Die Ca' Dario stand regelmäßig viele Jahre leer und galt lange als unverkäuflich. Kein Wunder also, dass die Gerüchteküche weiter dampfte und neben Woody Allen auch Elton John Interesse an dem Palast bekundet haben soll. Gekauft hat ihn im November 2006 nach zehn weiteren verwaisten Jahren ein amerikanischer Geschäftsmann, über den nichts weiter bekannt ist, als dass er den Palazzo für acht Millionen Euro erworben haben soll. Man möchte ihm beste Gesundheit wünschen.
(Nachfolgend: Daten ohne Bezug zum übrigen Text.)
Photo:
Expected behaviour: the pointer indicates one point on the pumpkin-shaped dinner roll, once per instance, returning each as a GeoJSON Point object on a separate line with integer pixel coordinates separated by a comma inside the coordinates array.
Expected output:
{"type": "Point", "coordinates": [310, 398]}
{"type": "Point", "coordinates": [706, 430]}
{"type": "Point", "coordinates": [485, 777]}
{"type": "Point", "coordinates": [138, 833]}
Eine Erklärung für diese seltsame Wiederholung aus finanziellem Untergang und tragischen Todesfällen gibt es freilich nicht. Vielleicht würde man ähnlich düstere Geschichten auch in einem Palazzo ein paar Hundert Meter weiter finden. Und doch heißt es, dass man beim Bau der Ca' Dario einst einen unheimlichen Fund vertuschen wollte. Auf dem Grund sollen nämlich die Überreste eines Templerfriedhofs gefunden worden sein.